One such important use case is employee attrition. It is vital for any company to retain its most valuable workers, so they must learn how to identify dissatisfied employees and provide incentive from the to stay. It is easy to construct a workflow in Orange that helps us with this.
First, let us load Attrition – Train data set from the Datasets widget. This is a synthetic data set from IBM Watson that has 1470 instances (employees) and 18 features describing them. Our target variable is Attrition, where Yes means the person left the company and No means it stayed.
Now our goal is to construct a predictive model that will successfully predict the likelihood of a person leaving. Let us connect a couple of classifiers and the data set to Test and Score and see which model performs best.
Seems like Logistic Regression is the winner here, since its AUC score it the highest of the three.
A great thing about Logistic Regression is that it is interpretable.

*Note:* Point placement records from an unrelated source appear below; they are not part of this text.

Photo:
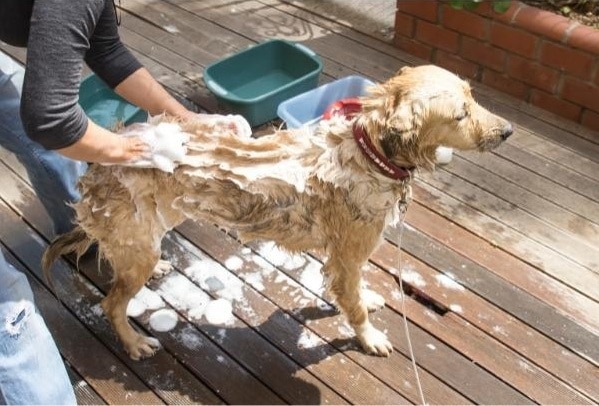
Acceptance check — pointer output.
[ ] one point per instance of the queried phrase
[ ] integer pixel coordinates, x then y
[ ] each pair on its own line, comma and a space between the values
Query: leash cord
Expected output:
403, 211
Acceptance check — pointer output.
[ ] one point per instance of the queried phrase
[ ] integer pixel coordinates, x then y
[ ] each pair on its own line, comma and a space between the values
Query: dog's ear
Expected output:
403, 122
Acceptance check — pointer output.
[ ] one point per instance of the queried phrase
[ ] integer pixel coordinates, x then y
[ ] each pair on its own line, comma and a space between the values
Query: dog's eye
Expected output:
462, 115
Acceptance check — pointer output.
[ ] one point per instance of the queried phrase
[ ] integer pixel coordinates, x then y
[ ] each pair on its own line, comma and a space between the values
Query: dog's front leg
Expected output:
345, 285
132, 269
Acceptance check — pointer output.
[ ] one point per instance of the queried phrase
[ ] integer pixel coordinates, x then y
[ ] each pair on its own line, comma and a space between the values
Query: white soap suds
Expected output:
413, 277
234, 263
448, 282
308, 339
312, 278
163, 320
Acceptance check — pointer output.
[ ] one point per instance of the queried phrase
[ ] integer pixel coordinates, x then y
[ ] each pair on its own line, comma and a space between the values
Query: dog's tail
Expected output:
76, 241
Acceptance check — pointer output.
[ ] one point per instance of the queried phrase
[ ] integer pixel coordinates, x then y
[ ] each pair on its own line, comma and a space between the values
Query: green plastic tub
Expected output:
255, 81
106, 108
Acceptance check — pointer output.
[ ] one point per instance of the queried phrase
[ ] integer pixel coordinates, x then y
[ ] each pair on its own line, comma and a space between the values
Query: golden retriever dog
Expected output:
331, 190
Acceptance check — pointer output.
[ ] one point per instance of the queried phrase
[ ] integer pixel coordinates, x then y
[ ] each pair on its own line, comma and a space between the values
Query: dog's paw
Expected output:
372, 300
161, 269
142, 347
374, 341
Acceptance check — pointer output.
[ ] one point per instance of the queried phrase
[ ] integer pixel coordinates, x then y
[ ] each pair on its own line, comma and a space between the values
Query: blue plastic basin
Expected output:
307, 108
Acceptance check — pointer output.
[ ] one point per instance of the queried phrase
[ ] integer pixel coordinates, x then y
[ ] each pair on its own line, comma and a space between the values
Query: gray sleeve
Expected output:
60, 38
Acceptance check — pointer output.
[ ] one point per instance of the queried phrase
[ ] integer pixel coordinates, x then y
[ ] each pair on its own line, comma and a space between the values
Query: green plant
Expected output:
500, 6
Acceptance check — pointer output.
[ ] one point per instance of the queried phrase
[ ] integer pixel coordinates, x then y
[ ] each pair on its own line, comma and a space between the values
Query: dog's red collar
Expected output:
349, 108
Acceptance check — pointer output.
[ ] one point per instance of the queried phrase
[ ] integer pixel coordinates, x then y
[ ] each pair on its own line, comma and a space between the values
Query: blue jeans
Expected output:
31, 370
53, 176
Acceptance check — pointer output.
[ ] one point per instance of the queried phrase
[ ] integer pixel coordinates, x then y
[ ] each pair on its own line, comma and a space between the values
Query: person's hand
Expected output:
159, 146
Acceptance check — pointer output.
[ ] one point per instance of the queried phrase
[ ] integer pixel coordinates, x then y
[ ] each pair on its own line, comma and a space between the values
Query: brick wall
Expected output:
532, 54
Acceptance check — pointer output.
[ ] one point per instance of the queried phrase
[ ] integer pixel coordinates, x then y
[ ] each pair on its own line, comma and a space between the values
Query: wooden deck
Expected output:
500, 256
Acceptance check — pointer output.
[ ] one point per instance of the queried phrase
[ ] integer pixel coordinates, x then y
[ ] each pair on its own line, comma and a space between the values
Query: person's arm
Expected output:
58, 43
141, 89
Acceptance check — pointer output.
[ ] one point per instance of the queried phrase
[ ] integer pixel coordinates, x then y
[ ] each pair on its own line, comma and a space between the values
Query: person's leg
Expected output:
53, 177
31, 369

We can connect the data from Datasets to Logistic Regression and the resulting model from LR to Nomogram. Nomogram shows the top ten features, ranked by their contribution to the final probability of a class.
The length of a line corresponds to the relative importance of the attribute. Seems like recently hired employees are more likely to leave (YearsAtCompany goes towards 0). We also should consider promoting those that haven’t been promoted in a while (YearsSinceLastPromotion goes towards 15) and cut the overtime (OverTime is Yes). Model inspection helps us identify relevant attributes and interpret their values. So useful for HR departments!
Finally, we can take new data and predict the likelihood for leaving. Put another Datasets on the canvas and load Attrition – Predict data. This one contains only three instances – say the data for three employees we have forgotten to consider in our training data.
So who is more likely to leave? We obviously cannot afford to promote everyone, because this costs money. We need to optimize our decisions so that we both increase the satisfaction of employees while keep our costs low. This is where we can use predictive modeling. Connect Logistic Regression to Predictions widget. Then connect the second Datasets widget with the new data to Predictions as well.
Seems like John is most likely to leave. He has been at the company for only a year and he works overtime.
This is something HR department can work with to design proper policies and keep best talent. The same workflow can be used for churn prediction, process optimization and predicting success of a new product.